Le guerre napoleoniche avevano portato grandi mutamenti nella vita viennese, l’alta aristocrazia aveva seguito l’imperatore in esilio, e la svalutazione che segue infallibilmente tutte le guerre determinava lo sfacelo di molti capitali.
Dati i contatti di Beethoven con gli aristocratici, questi fattori incisero anche nella sua vita. La stessa morte, del resto, aveva già aperto più di un vuoto nella cerchia dei suoi amici.
Ai nuovi ricchi – anch’essi caratteristici prodotti di anni turbolenti – occorreva tempo prima di giungere al livello culturale dell’antica classe dirigente. Il popolo, più che mai avido di musica, andava pazzo per l’opera italiana da un lato e per il nuovo valzer dall’altro.

Rossini, giunto a Vienna, si recò a visitare Beethoven: trovò un uomo stanco, sordo, amareggiato, che sembrava persino rimproverare al visitatore italiano di essere stato festeggiato per le strade come un trionfatore.
La miseria si insedia nella casa di Beethoven. Le sue annotazioni sul diario di Beethoven ci danno tristi notizie del malumore dei copisti non pagati, della continua lotta col personale di servizio, che a quei tempi egli cambiava tutte le settimane, dei dispiaceri procuratigli dalla tutela di un nipote, delle cento contrarietà e difficoltà, della diffidenza nei riguardi di tutti coloro che lo circondavano, degli imbarazzi economici, del problema dell’abitazione, delle malattie….

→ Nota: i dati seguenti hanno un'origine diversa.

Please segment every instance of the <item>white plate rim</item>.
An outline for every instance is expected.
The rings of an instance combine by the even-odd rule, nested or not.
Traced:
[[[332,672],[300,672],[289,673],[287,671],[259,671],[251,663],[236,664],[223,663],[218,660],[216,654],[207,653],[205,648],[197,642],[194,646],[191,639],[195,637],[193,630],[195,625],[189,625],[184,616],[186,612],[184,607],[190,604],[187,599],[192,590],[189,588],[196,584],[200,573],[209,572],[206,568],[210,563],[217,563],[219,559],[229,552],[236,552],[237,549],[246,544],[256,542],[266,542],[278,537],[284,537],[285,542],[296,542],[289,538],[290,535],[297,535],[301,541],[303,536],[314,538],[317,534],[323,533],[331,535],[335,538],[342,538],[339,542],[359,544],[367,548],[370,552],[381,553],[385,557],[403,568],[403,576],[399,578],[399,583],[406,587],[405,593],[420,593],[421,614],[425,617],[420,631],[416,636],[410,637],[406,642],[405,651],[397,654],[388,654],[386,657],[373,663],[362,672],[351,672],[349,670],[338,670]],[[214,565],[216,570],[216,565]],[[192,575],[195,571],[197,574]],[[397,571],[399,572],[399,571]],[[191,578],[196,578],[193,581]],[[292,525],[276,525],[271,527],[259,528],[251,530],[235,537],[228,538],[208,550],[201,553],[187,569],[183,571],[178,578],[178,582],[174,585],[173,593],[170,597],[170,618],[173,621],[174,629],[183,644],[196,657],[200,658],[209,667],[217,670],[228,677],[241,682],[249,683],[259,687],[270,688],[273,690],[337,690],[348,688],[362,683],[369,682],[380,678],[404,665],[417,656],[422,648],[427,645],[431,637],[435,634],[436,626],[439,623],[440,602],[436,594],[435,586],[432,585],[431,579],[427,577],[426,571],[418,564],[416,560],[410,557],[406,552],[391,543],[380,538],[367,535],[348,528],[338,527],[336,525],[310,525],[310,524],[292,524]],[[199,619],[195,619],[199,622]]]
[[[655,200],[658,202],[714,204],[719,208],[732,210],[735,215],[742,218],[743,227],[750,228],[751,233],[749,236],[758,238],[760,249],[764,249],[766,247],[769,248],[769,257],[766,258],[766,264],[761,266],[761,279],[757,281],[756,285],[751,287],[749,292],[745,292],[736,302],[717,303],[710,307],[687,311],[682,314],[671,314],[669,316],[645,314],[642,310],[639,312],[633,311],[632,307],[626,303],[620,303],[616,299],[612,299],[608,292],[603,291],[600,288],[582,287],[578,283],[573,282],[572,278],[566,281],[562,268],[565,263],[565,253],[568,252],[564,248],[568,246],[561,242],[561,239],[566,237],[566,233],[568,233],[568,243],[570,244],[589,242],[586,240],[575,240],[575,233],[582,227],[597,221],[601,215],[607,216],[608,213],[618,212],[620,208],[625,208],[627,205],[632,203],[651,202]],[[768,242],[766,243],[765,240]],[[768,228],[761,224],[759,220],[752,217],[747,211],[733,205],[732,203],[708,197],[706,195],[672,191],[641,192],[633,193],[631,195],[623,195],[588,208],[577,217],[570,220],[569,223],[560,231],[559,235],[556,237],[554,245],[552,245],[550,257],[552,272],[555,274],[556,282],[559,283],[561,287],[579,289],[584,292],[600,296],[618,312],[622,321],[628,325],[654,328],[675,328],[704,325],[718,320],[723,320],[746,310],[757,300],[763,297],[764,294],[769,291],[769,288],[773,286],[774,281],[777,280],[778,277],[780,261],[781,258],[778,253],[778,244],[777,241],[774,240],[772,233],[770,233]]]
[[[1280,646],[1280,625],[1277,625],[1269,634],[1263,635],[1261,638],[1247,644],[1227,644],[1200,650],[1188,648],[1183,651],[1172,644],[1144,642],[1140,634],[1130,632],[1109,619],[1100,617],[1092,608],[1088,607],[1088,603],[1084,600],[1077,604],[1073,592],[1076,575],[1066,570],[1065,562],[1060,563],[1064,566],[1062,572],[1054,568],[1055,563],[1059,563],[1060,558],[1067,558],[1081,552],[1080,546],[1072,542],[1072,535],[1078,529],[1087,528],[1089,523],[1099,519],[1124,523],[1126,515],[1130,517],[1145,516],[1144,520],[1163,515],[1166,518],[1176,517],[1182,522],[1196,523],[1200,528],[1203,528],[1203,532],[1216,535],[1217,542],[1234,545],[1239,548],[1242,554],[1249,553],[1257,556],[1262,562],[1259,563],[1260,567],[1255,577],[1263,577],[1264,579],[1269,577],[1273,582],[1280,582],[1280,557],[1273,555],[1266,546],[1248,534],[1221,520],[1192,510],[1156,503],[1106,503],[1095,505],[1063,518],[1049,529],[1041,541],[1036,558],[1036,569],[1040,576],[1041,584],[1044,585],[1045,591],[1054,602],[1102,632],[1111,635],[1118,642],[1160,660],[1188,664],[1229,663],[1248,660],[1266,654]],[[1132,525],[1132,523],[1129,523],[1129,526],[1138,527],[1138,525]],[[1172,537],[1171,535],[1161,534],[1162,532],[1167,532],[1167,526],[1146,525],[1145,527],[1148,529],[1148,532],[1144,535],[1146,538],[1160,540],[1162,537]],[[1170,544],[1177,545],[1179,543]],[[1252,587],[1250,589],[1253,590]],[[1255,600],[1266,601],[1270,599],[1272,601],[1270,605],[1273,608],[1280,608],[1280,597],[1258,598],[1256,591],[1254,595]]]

Ma lo stesso suo diario che giorno per giorno ci informano di queste miserie, scrivono pagine su pagine di creazioni musicali. Ciascuna di quelle pagine spezza una catena della tradizione, ciascuna apre nuove vie.

Beethoven è il vero ponte fra il rococò musicale, al quale le sue prime opere appartengono ancora, e il
romanticismo, il cui contenuto determina nuove forme.

Beethoven è qualche cosa di più:-non si limita ad ampliare la forma sinfonica, a includere la voce umana in una forma strumentale fino a quel momento pura, a creare una nuova tecnica pianistica, ad accrescere o diminuire arbitrariamente le frasi di una forma ciclica. I suoi ultimi quartetti, testimonianza di un altro mondo, precorrono dal punto di vista musicale la completa rinuncia all’armonia, alla melodia e al ritmo, maturata nel ventesimo secolo.

I manoscritti di Beethoven sono forse i più interessanti che ci abbia lasciato un grande musicista. La lotta veramente titanica che Beethoven combatté con se stesso per esprimere le sue idee, per la purezza dello stile, per l’estrinsecazione di tanti indicibili sentimenti, ha lasciato una traccia nelle migliaia di albi da lui tempestati di note.

Non è esagerato affermare che Beethoven ha scritto ciascuna delle sue opere venti volte, mutando, cancellando, migliorando; che dal primo abbozzo alla stesura finale è rimasto ben poco della forma originale; e che in taluni schizzi neppure una battuta ha avuto si è salvata dalla correzione dalle letture successive.

Il più grande poeta austriaco, Franz Grillparzer, scrisse l’elogio funebre, che fu letto da un celebre artista drammatico: “Era un artista, ma anche un uomo: in ogni senso e nel più alto dei sensi. Lo dissero misantropo perché si era appartato dal mondo; lo dissero insensibile perché rifuggiva delle manifestazioni del sentimento. No, chi sa di essere duro non fugge; le sottili insidie del sentimento si spuntano o si piegano contro di lui. L’eccesso di sensibilità fa temere le sensazioni. E Beethoven fuggì il mondo perché nel suo animo pieno d’amore non trovò un’arma capace di opporglisi. Si allontanò dagli uomini dopo aver dato loro tutto e non averne ricevuto nulla. Fu un solitario perché non trovò un secondo io. Ma sino alla tomba considerò gli uomini con cuore umano e paterno, e provò benevolenza e amore per tutti”.